Chester French – Music 4 Tngrs
A few weeks ago, I was sent a press release asking if I’d like to review Chester French’s upcoming album, Music 4 Tngrs. Unknowingly to the PR person who sent me the email, I was overcome with giddiness. You see, I have quite the history of being a Chester French fan. Way back in early 2007, before an unmastered version of their first single She Loves Everybody was featured in the closing credits of an Entourage episode, I was on Wikipedia reading about The Neptune’s Star Trak label. I saw that Pharrell had signed this unknown band named Chester French, so I decided to search out this band. After crawling through sketchy alley ways of the internet, I came up with a few songs that would get me through until the release of Chester French’s debut album, Love the Future. These songs consisted of She Love’s Everybody, Pleasure Squad, Dance, People, My Party, and The Sister Song. Also, before the release of Love the Future they had put out an excellent mixtape titled, Jacques Jams Vol. 1.

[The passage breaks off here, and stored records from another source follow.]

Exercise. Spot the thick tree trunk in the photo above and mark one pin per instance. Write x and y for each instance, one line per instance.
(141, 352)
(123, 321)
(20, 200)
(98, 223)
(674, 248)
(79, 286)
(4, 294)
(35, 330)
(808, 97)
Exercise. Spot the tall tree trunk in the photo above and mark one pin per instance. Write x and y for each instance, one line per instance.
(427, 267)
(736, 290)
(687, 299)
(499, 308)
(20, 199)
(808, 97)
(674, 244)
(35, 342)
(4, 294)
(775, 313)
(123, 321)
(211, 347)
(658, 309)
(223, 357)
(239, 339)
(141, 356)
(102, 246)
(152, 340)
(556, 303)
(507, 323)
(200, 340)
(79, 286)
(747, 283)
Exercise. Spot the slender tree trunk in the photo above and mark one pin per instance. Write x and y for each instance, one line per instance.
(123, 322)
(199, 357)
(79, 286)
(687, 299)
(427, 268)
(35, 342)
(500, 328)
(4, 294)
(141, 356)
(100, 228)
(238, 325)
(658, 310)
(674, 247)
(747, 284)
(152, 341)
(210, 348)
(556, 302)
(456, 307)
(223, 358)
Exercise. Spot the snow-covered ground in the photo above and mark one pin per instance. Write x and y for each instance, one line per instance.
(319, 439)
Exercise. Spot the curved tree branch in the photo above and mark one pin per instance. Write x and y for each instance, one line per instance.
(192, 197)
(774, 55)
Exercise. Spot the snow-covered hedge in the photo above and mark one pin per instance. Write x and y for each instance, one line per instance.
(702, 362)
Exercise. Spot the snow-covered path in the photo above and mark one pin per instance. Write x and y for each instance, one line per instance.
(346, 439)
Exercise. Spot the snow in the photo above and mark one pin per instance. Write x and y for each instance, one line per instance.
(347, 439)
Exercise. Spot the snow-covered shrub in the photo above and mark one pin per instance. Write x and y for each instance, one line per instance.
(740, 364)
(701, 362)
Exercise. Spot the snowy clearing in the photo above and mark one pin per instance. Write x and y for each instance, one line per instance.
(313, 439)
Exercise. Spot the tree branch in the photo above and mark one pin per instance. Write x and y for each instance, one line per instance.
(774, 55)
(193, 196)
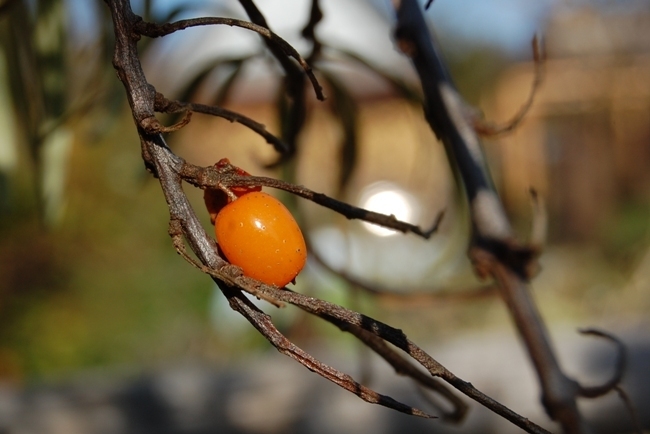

The release of Love the Future opened up a world of new music to me. Just like Peter Gabriel introduced me to art rock, experimental, new wave, and well everything basically and how J Dilla introduced me to the world of underground hip-hop with its complete originality and craft, Chester French’s Love the Future opened up the decade of ’60s pop to me. I read that the arrangement of Love the Future was inspired by the Zombies’ Odessey & Oracle. I searched out and fell in love with that Zombies album, and it is now one of my Top 5 favorite albums. I soon found myself lost in a world of ’60s pop which opened up the genres of baroque pop, psychedelic pop/rock, sunshine pop, garage rock, chamber pop, classic soul, and classic R&B. I eventually had to buy a record player just to listen to some of these bands and musicians that I was discovering, because their music was not available in digital formats. Which then led to my obsession with record collecting. Come to think of it, I can trace this entire blog’s existence back to Chester French’s Love the Future. Whoa! I just had some sort of revelation.
This has all led up to today, the release of Music 4 Tngrs. Even though this new album is completely different than Love the Future, Music 4 Tngrs is equally great in its own right. Instead of soaking modern day pop in ’60s influences, Chester French has taken a more straight forward rock mixed with electronic synths approach. The link between the two albums is that Chester French has kept their extremely clever, over the top lyrics, which is what has always made their music so fun to listen to. Every song heard on Music 4 Tngrs is its own sing-a-long anthem. I’m honestly surprised that Chester French has yet to break into the mainstream conscious, but I’m secretly thankful that Top 40 radio has yet to take notice and ruin the band’s originality like it has to so many others.